| Bug #46914 | cluster crash, SimulatedBlock.cpp DBTUP (Line: 662), failed ndbrequire | ||
|---|---|---|---|
| Submitted: | 25 Aug 12:11 | Modified: | 9 Nov 20:09 |
| Reporter: | Bogdan Kecman | ||
| Status: | Verified | ||
| Category: | Server: Cluster | Severity: | S2 (Serious) |
| Version: | mysql-5.1-telco-7.0 | OS: | Any |
| Assigned to: | Jonas Oreland | Target Version: | |
| Tags: | mysql-5.1.34 ndb-7.0.6 | ||
| Triage: | Triaged: D2 (Serious) / R3 (Medium) / E4 (High) | ||
[25 Aug 12:11]
Bogdan Kecman
[27 Aug 14:27]
Bogdan Kecman
Looks like ndbmtd reaches the LongMessageBuffer limit faster then ndbd, so incresing LongMessageBuffer from default 4M to 8M or more should solve the problem.
[28 Sep 1:00]
Bugs System
No feedback was provided for this bug for over a month, so it is being suspended automatically.

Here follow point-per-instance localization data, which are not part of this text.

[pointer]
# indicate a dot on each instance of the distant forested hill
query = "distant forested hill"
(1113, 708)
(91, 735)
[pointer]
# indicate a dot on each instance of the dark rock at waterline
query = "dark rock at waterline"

If you are able to provide the information that was originally requested, please do so and change the status of the bug back to "Open".
[28 Oct 1:00]
Bugs System
No feedback was provided for this bug for over a month, so it is being suspended automatically. If you are able to provide the information that was originally requested, please do so and change the status of the bug back to "Open".
[9 Nov 20:09]
Andrew Hutchings
Test case: Need minimum 2xndbmtd, 1xmysqld (with 4 [mysqld] sections in config.ini) config.ini: LongMessageBuffer=512K MaxNoOfExecutionThreads=4 my.cnf: ndb-cluster-connection-pool=4 log-bin shell> mysqlslap -uroot --auto-generate-sql -endb -c4 -x4 --number-of-queries=10000 --commit=10
[10 Nov 13:11]
Jonas Oreland
So the problem is *with* replication and ndbtmd In ndbd, the commit triggers fire and puts data directly into SUMA buffer But with ndbmtd, LQH(s) and SUMA runs in different threads, so this is not possible, therefor the LongMessageBuffer is used to pass the data. But that resource can be exhausted, causing the crash. In ndbd 1) it's has it's own memory manager (using DataMemory) 2) if that is exhauseted, it's handled "gracefully" (datanodes stay alive, but replication gets GAP event) --- So a solution, will have to 1) use a different memory pool to pass data between LQH/SUMA (based on DM) 2) handle out of memory gracefully
[10 Nov 13:24]
Andrew Hutchings
Yes, without log-bin I hit bug#48441 instead (until that was fixed). It was very easy to hit this bug once log-bin was turned on.